2. Materials and Methods

2.1. Electronic Instruments and Machines for Developing a Hand-Hold Colorimeter

A power supply (GW instek, GPC-3030DQ, New Taipei City, Taiwan), oscilloscope (Tektronix, TDS2002, Taipei, Taiwan), function generator (GW instek, GFG-8015G, New Taipei City, Taiwan), multimeter (DHA, DMM-93B, Taipei, Taiwan), and frequency counter (Hewlett-Packard, 53131A, Palo Alto, CA, USA) were employed as electronic instruments to develop and verify the electronic hardware of the prototype. An in-circuit emulator for an 80S51 microprocessor (Ocean Sky Technology, TE-S51, New Taipei City, Taiwan) was used as the development platform. An UV/Vis spectroscope (JASCO, F-530, Tokyo, Japan) was adopted as a reference instrument to evaluate the consistency of the developed prototype. A laser cutting machine (LLC EZLaser, LCR-200R, Hsinchu, Taiwan) was utilized in the design and construction of the reactor chips by cutting polycarbonate from compact discs.

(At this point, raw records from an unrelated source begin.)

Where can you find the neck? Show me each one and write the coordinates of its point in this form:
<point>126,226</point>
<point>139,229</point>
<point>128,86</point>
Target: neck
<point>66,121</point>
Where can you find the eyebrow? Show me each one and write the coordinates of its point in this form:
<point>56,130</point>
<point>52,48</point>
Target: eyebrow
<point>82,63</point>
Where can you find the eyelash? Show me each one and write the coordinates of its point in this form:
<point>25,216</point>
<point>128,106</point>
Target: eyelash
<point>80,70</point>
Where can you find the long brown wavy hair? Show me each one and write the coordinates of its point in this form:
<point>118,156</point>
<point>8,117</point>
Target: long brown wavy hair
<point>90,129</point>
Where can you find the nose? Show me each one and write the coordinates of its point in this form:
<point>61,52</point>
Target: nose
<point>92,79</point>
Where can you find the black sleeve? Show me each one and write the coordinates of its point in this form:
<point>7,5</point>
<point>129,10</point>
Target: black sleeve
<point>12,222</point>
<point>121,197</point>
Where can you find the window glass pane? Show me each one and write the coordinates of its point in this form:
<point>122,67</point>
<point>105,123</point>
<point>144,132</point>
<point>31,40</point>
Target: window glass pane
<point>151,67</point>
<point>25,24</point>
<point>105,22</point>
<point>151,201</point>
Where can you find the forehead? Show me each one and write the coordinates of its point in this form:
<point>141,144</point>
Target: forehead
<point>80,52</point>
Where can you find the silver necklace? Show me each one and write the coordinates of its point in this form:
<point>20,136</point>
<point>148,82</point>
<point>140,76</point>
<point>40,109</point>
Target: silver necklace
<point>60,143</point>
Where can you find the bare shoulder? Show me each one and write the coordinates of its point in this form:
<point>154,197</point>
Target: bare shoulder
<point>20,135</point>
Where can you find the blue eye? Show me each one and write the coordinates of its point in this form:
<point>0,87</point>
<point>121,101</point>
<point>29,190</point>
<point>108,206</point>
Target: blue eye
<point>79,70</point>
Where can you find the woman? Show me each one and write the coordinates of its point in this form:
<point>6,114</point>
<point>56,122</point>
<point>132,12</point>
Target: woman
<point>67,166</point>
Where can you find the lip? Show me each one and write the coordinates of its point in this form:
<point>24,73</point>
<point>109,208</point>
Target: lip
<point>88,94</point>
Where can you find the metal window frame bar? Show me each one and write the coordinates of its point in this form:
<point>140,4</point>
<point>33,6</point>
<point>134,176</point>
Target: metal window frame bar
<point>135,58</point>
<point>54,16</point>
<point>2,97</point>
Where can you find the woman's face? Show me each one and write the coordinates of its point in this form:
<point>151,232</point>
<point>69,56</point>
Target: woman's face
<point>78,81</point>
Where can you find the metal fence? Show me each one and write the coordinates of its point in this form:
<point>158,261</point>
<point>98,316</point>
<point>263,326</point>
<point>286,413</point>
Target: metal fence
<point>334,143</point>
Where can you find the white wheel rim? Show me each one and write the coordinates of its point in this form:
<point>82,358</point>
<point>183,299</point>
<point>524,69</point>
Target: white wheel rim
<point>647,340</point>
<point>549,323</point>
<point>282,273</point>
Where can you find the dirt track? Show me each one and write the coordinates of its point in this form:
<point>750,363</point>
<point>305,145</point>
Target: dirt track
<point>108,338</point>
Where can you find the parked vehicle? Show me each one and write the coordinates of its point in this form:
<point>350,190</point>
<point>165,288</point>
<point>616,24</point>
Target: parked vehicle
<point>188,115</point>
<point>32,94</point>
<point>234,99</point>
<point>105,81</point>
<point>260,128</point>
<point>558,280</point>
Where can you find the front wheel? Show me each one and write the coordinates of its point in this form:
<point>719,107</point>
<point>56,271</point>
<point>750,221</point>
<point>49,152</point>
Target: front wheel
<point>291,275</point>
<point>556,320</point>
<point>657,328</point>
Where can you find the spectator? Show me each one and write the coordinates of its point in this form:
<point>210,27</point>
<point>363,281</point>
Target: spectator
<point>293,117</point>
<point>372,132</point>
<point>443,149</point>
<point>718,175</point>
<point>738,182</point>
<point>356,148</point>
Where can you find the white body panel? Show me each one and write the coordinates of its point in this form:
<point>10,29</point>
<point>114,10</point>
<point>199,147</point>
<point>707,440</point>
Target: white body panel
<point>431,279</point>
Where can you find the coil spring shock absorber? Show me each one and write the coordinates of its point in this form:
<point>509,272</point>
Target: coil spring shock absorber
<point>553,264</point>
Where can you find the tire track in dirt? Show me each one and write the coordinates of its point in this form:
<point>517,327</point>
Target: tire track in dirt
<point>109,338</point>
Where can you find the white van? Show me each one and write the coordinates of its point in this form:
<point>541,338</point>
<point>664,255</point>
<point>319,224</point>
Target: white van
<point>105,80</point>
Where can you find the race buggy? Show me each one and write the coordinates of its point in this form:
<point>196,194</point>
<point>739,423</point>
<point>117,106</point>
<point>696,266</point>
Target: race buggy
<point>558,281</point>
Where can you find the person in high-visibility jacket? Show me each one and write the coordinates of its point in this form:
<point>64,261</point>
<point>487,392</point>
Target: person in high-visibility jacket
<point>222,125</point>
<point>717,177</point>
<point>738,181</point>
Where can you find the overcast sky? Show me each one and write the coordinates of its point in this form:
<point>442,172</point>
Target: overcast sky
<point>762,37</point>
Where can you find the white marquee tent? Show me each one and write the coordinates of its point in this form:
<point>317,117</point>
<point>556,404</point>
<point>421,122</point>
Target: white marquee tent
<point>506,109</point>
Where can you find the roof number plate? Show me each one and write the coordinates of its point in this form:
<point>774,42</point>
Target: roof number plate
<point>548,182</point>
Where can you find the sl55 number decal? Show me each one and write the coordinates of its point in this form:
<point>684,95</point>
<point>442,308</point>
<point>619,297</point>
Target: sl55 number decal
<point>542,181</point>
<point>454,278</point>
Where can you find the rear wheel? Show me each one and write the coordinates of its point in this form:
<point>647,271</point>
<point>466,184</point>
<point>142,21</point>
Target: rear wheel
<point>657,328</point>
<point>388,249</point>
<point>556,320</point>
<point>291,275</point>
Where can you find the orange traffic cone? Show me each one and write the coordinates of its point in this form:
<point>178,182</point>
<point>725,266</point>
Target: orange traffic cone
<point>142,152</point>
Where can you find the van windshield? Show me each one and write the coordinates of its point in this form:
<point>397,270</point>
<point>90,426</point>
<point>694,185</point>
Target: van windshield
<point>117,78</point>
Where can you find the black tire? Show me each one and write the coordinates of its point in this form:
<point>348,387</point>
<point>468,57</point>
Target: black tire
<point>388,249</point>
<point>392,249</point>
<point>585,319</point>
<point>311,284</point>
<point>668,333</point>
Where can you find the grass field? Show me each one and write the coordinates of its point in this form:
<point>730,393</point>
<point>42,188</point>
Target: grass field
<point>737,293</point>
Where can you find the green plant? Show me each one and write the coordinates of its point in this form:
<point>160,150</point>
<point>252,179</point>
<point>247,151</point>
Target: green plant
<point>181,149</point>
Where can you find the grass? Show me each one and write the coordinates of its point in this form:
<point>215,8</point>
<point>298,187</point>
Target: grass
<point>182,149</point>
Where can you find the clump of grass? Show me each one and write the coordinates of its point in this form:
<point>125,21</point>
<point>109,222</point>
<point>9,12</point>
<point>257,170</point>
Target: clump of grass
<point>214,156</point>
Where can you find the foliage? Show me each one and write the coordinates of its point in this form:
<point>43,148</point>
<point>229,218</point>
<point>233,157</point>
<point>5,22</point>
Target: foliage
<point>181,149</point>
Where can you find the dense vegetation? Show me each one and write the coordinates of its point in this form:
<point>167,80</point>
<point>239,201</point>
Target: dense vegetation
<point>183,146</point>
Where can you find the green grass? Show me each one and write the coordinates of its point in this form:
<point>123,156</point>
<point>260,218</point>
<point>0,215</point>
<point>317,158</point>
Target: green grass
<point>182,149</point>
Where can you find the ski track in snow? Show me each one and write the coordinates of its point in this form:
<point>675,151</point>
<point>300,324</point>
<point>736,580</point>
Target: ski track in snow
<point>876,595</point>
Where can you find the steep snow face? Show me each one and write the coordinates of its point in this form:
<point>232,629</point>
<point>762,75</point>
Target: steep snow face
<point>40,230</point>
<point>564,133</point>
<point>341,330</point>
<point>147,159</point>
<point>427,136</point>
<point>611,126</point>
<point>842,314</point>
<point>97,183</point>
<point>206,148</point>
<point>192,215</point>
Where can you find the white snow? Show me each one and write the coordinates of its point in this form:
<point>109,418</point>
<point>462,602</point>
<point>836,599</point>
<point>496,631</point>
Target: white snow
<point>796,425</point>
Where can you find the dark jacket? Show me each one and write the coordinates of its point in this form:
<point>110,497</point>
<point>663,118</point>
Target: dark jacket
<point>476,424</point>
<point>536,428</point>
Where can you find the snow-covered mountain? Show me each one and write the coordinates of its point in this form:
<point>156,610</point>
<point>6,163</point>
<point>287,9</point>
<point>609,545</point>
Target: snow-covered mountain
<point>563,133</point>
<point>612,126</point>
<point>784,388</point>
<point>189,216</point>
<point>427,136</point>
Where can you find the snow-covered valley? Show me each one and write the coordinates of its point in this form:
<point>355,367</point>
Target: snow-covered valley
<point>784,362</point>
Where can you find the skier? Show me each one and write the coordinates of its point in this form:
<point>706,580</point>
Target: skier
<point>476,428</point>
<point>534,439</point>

2.2. Chemicals and Reagents

Sodium hydroxide, potassium sodium tartrate, disodium hydrogenphosphate, and potassium dihydrogenphosphate were obtained from Nacalai Tesque, Kyoto, Japan. The 3,5-dinitrosalicylic acid was acquired from Sigma-Aldrich, St. Louis, MO, USA. α-amylase (EC 3.2.1.1, 20 U mg−1, from Bacillus subtilis) and soluble starch (solubility 20 mg mL−1 at 25 °C, pH 4.0–6.0, from potato) were purchased from Wako, Osaka, Japan. All chemicals were of analytical-reagent grade, and were used as received
Starch stock solution (10 mg mL−1) and α-amylase stock solution (1 mg mL−1) were prepared by dissolving starch and α-Amylase powders in 10 mM phosphate buffer (pH 6.90), respectively, and stored at 4 °C. The DNS reagent was prepared by dissolving 0.250 g 3,5-dinitrosalicylic acid and 75.0 g potassium sodium tartrate in 50 mL, 2 M NaOH solution, and diluted with de-ionized (DI) water to total volume 250 mL. Buffers and solutions were prepared with deionized water with conductivity < 1 μS cm−1.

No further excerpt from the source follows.